MYDB 8. Index Management

4 min

All code discussed in this chapter can be found in backend/im.

Preface

IM, or Index Manager, provides MYDB with a clustered index built on a B+ tree. Currently, MYDB only supports index-based data lookup and does not support full table scans. If you’re interested, you can try implementing this on your own.

As shown in the dependency diagram, IM is built directly upon DM and does not depend on VM. Index data is written directly into the database file, without passing through version management.
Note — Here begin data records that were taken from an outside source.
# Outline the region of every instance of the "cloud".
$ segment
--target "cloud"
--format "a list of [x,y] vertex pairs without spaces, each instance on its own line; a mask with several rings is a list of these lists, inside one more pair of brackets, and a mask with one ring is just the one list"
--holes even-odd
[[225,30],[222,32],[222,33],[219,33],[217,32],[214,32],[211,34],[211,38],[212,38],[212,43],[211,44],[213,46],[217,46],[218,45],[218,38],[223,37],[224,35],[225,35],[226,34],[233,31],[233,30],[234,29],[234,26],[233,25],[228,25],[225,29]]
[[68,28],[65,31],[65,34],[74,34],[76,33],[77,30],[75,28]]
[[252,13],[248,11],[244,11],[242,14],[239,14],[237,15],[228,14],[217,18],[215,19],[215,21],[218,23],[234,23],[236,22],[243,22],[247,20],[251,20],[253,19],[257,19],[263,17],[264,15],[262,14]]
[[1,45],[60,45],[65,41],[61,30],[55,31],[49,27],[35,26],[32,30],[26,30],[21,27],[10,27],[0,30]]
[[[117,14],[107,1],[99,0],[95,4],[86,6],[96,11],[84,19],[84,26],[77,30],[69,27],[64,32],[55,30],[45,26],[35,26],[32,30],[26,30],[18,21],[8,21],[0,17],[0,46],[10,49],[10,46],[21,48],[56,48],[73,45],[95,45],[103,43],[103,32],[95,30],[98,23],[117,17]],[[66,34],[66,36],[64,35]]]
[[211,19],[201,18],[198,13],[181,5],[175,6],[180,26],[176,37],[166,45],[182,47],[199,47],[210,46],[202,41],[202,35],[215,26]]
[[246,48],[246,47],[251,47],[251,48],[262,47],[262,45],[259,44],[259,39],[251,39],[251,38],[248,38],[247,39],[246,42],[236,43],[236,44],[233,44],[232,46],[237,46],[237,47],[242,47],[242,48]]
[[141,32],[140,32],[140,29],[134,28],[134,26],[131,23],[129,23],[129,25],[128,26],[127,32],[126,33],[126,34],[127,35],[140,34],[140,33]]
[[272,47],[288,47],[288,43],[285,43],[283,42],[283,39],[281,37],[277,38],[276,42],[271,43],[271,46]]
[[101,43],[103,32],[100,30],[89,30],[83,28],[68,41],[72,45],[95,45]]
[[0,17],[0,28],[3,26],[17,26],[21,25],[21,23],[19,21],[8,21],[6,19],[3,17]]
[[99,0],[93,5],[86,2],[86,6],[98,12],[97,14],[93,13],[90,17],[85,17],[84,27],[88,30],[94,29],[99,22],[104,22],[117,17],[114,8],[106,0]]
This section won’t go into detail on B+ tree algorithms; instead, it focuses on implementation aspects.

Binary Tree Index

The binary tree consists of individual Nodes, each stored within a DataItem. The structure is as follows:

[LeafFlag][KeyNumber][SiblingUid]
[Son0][Key0][Son1][Key1]...[SonN][KeyN]
  • LeafFlag marks whether the node is a leaf.
  • KeyNumber indicates the number of keys in this node.
  • SiblingUid is the UID of its sibling node as stored in DM.
  • What follows are alternating child node UIDs (SonN) and keys (KeyN).
  • The last key (KeyN) is always set to MAX_VALUE to simplify search logic.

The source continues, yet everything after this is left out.